Energy, the Achilles Heel of Intelligent Satellites
Making a satellite more autonomous essentially means increasing its energy requirements. However, onboard resources are strictly limited. Satellites rely mainly on solar panels, supplemented by batteries and sometimes supercapacitors, which offer high instant power but low capacity. Added to this physical constraint is the unpredictable environment: the spacecraft constantly moves between sunlight and shadow, its needs vary depending on the workload and planned operations, and its electrical system has to cope with extreme thermal cycles that accelerate its degradation.
This is the second focus of Jesus David Gonzalez Llorente's research. He is developing predictive models to estimate the health of batteries, anticipate their aging, and optimize energy distribution between different tasks. The idea is to equip the satellite with a real “energy brain” intelligent enough to decide when to perform a demanding operation, when to switch to economy mode, and when to take advantage of solar exposure to recharge its reserves.
Professor Gonzalez Llorente's work also focuses on qualifying commercial components (such as supercapacitors) for space environments. These components are subjected to intense vibrations during takeoff and temperature variations of up to 80 °C during each 90-minute orbit, which puts great strain on their mechanical and electronic integrity.
Testing and Certifying AI for Space: A New Technological Challenge
Although artificial intelligence is gradually gaining ground in the space sector, it remains difficult to integrate and certify. How can we guarantee that an algorithm will function correctly once installed on board, in an environment subject to radiation, repeated thermal cycles, and electromagnetic interference? How can we ensure that it will always make safe decisions, even with limited memory and computing power?
To answer these questions, Professor Gonzalez Llorente has developed a comprehensive testing framework. His team is working on advanced simulations, digital twins, and hardware test beds that replicate orbital conditions.

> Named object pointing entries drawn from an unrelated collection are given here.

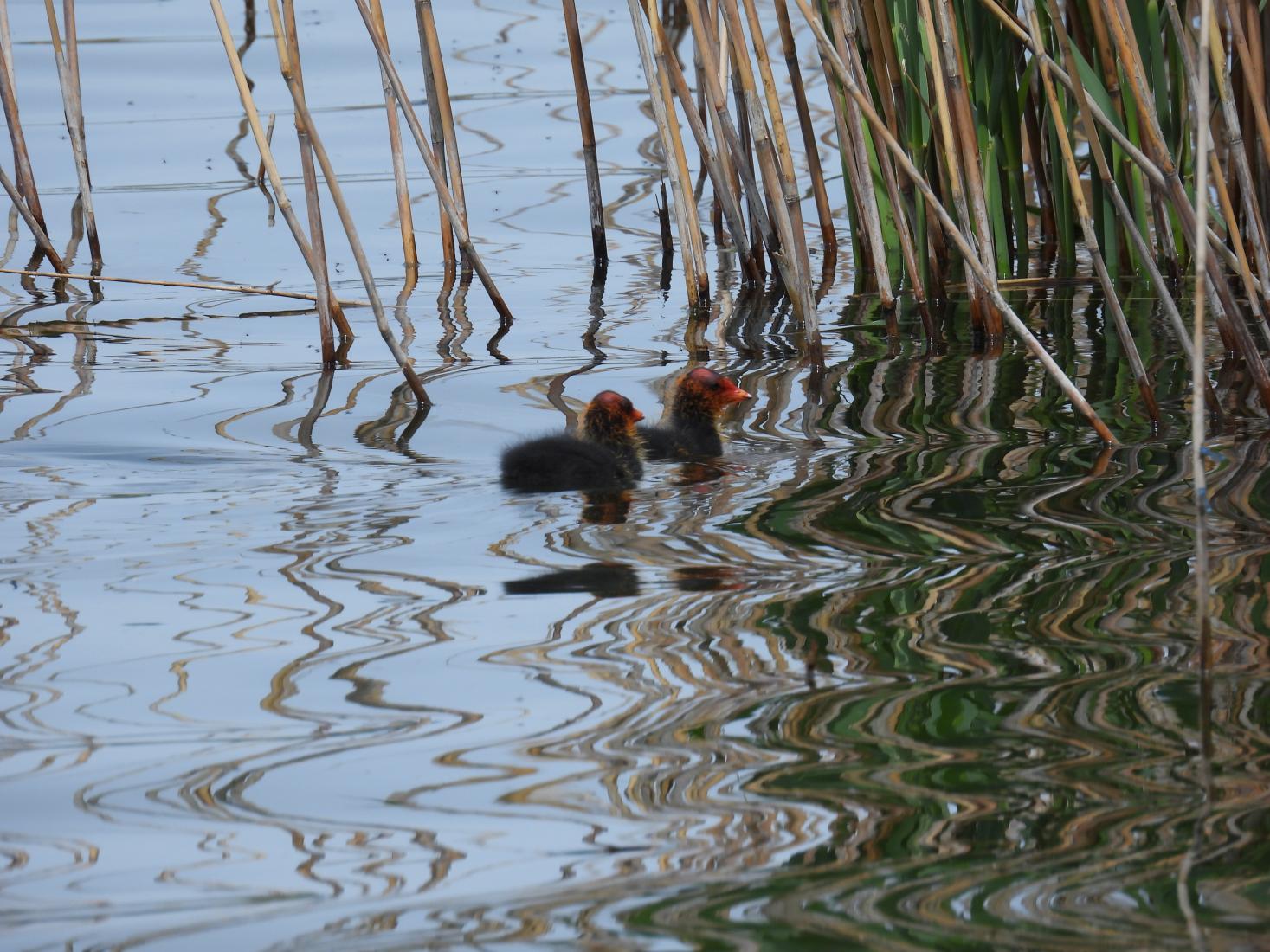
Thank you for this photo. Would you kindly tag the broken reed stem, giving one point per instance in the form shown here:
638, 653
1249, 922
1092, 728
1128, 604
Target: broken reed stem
405, 216
32, 222
590, 158
261, 144
725, 130
681, 188
441, 92
964, 247
810, 144
845, 38
196, 285
268, 138
1198, 435
438, 144
714, 168
1118, 201
23, 174
791, 255
288, 56
1237, 152
790, 193
1088, 233
345, 217
429, 160
74, 112
682, 201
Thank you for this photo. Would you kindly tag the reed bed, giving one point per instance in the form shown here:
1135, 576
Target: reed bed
979, 141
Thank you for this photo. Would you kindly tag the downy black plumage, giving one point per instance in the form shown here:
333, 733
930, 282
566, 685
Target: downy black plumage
603, 456
693, 427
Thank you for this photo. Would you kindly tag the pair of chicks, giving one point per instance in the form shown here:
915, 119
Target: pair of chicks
609, 452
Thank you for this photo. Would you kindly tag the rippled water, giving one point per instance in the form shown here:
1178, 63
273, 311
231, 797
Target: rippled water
282, 666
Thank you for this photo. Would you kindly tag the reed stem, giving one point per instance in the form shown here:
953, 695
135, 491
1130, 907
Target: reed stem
405, 215
440, 92
964, 245
32, 221
590, 155
337, 196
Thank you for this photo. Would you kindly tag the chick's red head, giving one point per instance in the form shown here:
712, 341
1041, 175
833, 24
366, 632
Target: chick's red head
714, 388
614, 407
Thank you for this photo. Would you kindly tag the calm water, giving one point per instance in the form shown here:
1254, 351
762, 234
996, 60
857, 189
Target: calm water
282, 666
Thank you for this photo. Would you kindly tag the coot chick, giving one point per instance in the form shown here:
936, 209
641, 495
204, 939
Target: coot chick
605, 456
693, 428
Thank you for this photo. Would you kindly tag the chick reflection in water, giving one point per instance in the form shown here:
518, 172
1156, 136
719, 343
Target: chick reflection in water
619, 581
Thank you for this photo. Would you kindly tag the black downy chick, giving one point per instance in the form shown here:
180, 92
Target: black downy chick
693, 428
605, 454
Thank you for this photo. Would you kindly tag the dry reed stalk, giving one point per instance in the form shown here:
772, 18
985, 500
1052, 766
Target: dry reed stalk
968, 141
810, 145
435, 74
286, 35
268, 138
22, 170
681, 185
1243, 268
1107, 125
1190, 70
789, 188
663, 222
448, 258
1198, 437
1250, 65
429, 160
1239, 152
964, 245
843, 37
590, 157
286, 62
196, 285
662, 54
261, 144
74, 112
7, 45
725, 130
846, 152
791, 255
1088, 231
405, 215
780, 138
32, 221
1235, 333
729, 203
1122, 207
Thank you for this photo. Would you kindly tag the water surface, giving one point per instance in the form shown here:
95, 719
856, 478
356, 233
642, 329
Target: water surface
912, 666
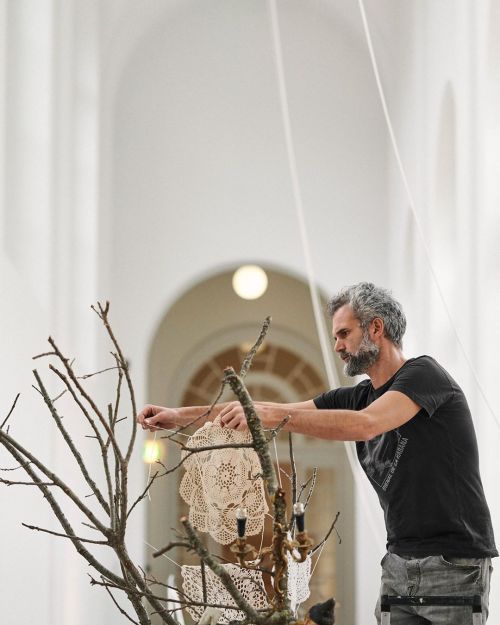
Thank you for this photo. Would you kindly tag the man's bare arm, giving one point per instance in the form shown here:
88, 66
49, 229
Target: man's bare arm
386, 413
154, 418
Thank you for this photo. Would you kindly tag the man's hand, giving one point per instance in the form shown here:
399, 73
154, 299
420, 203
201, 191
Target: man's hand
233, 417
154, 418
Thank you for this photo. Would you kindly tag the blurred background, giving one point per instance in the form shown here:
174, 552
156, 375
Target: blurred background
143, 160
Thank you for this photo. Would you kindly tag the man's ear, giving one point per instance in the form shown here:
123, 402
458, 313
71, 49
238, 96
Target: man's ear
377, 327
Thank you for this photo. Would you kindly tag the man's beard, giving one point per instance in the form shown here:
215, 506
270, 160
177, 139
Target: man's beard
363, 359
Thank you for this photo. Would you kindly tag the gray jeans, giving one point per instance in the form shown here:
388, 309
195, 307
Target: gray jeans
434, 575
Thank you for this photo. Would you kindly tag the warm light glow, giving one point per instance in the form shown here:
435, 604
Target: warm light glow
250, 281
152, 451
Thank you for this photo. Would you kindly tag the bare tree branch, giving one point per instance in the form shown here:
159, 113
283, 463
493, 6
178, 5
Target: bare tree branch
10, 411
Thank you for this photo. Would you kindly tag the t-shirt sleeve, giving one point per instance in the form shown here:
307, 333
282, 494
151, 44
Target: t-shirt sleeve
425, 382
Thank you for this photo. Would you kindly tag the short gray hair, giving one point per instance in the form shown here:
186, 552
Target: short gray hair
369, 301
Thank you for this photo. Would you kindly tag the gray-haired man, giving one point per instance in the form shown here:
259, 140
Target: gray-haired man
415, 440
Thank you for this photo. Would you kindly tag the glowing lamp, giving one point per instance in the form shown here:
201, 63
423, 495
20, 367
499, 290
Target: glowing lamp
250, 282
152, 451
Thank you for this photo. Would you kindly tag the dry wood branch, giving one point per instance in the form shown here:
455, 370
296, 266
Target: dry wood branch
10, 411
68, 440
61, 535
118, 606
14, 483
81, 549
83, 393
247, 362
98, 437
22, 455
103, 314
311, 488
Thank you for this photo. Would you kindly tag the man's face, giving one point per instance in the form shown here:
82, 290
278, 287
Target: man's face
352, 343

Their goal is to establish a strict validation process that allows integrating AI into critical systems, while maintaining the reliability that traditionally characterizes aerospace engineering. This is a profound transformation in the way space components are designed, tested, and certified.
Towards Safer Constellations and a More Sustainable Space
By combining artificial intelligence, predictive energy management, and new validation methodologies, Professor Gonzalez Llorente and his research team aim to create a new generation of small cognitive satellites. These autonomous and resilient spacecraft, incorporating explainable decision-making mechanisms, could play a key role in future observation missions, environmental monitoring, and resource management. This could include the development of in-orbit services, where one satellite could repair or refuel another, thereby extending its lifespan and limiting debris.
These innovations could profoundly transform practices in the space sector, making constellations safer, more efficient, and more sustainable. They pave the way for more responsible management of the orbital environment, where each satellite would be capable of self-management, anticipating failures and, above all, avoiding creating additional debris.
At a time when Earth's orbit is becoming increasingly fragile—under pressure from the growing number of objects in circulation—this vision could well define how humanity will continue to explore and leverage space in the decades to come.